Visione moderna e visione conservatrice, peggio ancora “ vecchia”, si fronteggiano: la prima è chiaramente positiva mentre la seconda sa di muffa, quasi di rancido.
Bisognerebbe capire che quoziente di modernità la visione di Comunione e Liberazione reca con sé: la cosa non è semplice. A giudicare dalla occupazione di posti e ruoli pubblici che nella regione di Vittadini sono preda della organizzazione che lui dirige, tutta questa modernità non si nota. Più che moderno sapora di modernariato.
Se poi prendiamo i temi etici e i diritti civili i seguaci di Don Giussani sono saldamente ancorati su un fondamentalismo arcaico che fanno dell’Italia uno dei paesi più arretrati: antiquari dell’etica e del riconoscimento di altrui libertà, incapaci solo di farfugliare la parola cambiamento.

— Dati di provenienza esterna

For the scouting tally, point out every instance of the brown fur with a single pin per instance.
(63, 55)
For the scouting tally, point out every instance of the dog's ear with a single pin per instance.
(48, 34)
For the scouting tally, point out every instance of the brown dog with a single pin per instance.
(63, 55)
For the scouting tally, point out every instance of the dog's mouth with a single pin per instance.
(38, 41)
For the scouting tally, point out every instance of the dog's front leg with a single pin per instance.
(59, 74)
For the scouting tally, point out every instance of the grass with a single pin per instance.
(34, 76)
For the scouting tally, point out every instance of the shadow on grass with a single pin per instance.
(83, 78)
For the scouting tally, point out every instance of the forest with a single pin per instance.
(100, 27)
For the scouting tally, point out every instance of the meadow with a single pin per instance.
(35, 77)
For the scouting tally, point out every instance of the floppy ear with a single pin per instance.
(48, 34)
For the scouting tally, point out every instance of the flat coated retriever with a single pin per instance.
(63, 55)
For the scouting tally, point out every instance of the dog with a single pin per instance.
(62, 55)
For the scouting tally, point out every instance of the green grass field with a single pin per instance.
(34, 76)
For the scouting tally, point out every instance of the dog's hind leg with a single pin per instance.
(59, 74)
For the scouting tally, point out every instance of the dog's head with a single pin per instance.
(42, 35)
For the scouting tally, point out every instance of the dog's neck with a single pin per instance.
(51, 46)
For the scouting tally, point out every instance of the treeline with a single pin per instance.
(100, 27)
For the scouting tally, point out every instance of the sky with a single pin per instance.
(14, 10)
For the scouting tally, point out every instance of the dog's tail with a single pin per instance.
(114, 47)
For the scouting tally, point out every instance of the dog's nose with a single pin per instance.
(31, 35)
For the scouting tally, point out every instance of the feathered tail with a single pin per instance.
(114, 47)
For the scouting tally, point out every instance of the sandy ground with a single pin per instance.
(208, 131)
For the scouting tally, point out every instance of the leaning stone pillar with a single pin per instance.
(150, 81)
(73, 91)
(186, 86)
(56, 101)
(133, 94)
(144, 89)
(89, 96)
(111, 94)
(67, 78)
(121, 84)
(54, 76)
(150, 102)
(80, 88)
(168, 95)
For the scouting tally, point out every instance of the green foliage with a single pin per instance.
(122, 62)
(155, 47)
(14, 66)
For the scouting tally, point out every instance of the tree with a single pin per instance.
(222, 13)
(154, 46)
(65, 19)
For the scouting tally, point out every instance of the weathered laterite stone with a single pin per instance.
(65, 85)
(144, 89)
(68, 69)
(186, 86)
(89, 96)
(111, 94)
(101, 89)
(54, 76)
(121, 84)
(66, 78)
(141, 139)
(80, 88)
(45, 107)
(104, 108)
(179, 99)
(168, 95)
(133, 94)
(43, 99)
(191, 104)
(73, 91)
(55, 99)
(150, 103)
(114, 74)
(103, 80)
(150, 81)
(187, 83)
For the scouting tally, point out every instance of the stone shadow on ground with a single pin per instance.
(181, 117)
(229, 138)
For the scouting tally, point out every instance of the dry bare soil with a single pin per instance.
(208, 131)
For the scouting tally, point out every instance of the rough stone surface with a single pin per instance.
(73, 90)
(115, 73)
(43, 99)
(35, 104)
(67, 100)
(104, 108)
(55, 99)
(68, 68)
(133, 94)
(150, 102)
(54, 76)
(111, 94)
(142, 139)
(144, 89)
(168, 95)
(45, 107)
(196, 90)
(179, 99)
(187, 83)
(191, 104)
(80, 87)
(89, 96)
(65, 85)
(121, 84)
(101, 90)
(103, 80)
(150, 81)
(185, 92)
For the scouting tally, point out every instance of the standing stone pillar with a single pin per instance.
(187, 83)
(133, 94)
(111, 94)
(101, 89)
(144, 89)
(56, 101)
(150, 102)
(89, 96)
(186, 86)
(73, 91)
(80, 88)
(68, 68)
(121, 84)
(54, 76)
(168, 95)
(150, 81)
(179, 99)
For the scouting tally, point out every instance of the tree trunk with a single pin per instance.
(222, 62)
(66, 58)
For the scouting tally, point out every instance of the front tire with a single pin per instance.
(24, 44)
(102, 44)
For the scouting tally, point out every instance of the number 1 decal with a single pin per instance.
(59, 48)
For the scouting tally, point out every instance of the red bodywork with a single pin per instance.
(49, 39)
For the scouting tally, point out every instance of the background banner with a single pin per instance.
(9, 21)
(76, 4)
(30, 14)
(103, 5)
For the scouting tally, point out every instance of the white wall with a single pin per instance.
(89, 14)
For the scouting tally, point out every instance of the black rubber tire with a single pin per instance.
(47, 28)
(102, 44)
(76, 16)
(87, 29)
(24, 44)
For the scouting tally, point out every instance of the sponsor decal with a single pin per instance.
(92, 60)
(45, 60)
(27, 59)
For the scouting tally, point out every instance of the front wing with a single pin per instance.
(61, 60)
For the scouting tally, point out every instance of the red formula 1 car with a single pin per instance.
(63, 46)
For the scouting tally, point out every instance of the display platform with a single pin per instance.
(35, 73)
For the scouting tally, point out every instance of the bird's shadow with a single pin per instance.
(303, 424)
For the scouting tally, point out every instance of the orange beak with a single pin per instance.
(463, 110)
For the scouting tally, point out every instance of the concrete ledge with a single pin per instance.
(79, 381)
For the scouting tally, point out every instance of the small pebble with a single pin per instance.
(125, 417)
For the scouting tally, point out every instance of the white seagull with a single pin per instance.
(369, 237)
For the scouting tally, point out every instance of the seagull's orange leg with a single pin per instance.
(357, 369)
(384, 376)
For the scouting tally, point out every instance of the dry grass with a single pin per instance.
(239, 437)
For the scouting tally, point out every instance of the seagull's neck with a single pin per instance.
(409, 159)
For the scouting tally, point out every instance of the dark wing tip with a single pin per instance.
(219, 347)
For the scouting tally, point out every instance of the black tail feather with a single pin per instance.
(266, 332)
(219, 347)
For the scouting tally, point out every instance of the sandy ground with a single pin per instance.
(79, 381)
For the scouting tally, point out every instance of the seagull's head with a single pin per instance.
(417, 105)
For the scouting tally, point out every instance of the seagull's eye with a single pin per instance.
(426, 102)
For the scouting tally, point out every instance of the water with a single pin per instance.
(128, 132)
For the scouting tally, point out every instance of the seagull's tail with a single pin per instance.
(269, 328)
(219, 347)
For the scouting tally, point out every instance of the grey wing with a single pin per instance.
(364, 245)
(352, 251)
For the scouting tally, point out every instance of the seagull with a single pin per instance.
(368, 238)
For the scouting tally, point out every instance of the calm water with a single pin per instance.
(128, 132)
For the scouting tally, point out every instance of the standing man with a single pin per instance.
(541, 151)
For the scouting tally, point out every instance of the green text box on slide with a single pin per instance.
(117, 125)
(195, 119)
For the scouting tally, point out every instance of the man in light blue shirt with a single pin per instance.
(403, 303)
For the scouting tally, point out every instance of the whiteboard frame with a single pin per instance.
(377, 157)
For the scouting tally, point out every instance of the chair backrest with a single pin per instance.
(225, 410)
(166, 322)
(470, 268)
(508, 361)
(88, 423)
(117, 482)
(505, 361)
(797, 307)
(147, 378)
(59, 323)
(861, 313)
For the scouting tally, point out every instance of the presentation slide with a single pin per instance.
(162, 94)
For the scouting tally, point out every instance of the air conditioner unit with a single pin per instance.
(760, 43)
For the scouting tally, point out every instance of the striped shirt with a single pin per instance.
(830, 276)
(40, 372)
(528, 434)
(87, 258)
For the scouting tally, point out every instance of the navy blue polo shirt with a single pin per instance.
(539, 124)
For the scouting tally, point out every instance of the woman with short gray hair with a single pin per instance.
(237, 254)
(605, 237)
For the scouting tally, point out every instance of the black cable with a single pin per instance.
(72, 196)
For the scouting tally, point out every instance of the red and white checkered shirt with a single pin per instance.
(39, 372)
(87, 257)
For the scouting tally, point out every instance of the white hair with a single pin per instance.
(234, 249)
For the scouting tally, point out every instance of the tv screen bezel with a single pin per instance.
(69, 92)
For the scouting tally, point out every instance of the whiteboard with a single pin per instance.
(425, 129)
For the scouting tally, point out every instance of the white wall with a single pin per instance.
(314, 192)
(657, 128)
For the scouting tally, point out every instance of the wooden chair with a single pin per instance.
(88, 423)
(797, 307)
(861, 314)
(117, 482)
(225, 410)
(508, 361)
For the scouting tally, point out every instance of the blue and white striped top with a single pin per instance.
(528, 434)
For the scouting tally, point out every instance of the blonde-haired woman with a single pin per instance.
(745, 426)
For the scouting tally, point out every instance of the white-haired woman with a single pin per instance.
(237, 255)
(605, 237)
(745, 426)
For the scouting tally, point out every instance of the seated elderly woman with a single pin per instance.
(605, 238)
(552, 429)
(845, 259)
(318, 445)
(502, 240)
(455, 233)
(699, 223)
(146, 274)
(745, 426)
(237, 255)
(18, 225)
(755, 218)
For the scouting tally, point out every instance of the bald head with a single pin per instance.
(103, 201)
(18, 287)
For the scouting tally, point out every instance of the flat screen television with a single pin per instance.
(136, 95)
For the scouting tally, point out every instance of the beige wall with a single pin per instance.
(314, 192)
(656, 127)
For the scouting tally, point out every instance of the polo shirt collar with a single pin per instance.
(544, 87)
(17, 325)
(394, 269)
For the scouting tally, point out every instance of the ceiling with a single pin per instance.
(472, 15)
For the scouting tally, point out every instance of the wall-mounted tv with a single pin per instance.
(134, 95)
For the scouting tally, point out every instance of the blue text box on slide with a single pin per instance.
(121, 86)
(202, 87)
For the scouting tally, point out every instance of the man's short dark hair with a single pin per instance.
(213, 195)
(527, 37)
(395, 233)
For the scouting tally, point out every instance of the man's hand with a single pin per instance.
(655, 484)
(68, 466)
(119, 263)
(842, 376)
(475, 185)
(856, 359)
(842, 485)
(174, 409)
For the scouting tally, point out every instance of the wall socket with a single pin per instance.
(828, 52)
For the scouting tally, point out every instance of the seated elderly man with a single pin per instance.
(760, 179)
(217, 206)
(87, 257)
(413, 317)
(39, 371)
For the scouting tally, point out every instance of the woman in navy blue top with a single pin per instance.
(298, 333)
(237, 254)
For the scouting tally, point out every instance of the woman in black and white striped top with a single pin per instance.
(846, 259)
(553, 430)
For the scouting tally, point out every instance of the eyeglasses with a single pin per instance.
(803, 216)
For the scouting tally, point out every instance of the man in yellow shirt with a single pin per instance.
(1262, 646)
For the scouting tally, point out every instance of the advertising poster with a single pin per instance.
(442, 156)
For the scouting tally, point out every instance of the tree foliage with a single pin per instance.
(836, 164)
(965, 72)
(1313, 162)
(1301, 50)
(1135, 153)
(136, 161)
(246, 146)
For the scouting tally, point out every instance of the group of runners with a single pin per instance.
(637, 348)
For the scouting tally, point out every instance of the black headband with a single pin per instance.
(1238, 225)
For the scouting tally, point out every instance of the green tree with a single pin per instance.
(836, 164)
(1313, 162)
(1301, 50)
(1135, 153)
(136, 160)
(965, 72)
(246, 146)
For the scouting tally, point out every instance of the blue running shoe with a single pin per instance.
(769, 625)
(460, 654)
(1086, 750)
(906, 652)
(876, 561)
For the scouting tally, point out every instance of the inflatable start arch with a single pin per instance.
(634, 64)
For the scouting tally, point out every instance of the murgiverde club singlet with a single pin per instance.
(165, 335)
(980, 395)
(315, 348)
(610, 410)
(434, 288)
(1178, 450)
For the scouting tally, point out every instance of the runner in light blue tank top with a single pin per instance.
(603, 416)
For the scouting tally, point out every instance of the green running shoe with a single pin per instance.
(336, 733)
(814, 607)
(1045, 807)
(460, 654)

In buona sostanza pare che il cambiamento, nella migliore tradizione italiana, che interessa sia quello che possa dare ancora più potere a Comunione e Liberazione. Il cosidetto cambiamento della istruzione nella misura n cui regala soldi alle scuole cattoliche o il cambiamento della sussidiarietà, che camuffa il concetto di clientele. Clientele nel welfare, clientele nella progettazione sociale, clientele nell’assistenza.
Ergo chi denuncia questa situazione, rebus sic stantibus, diventa un vecchio moralista: e va denigrato.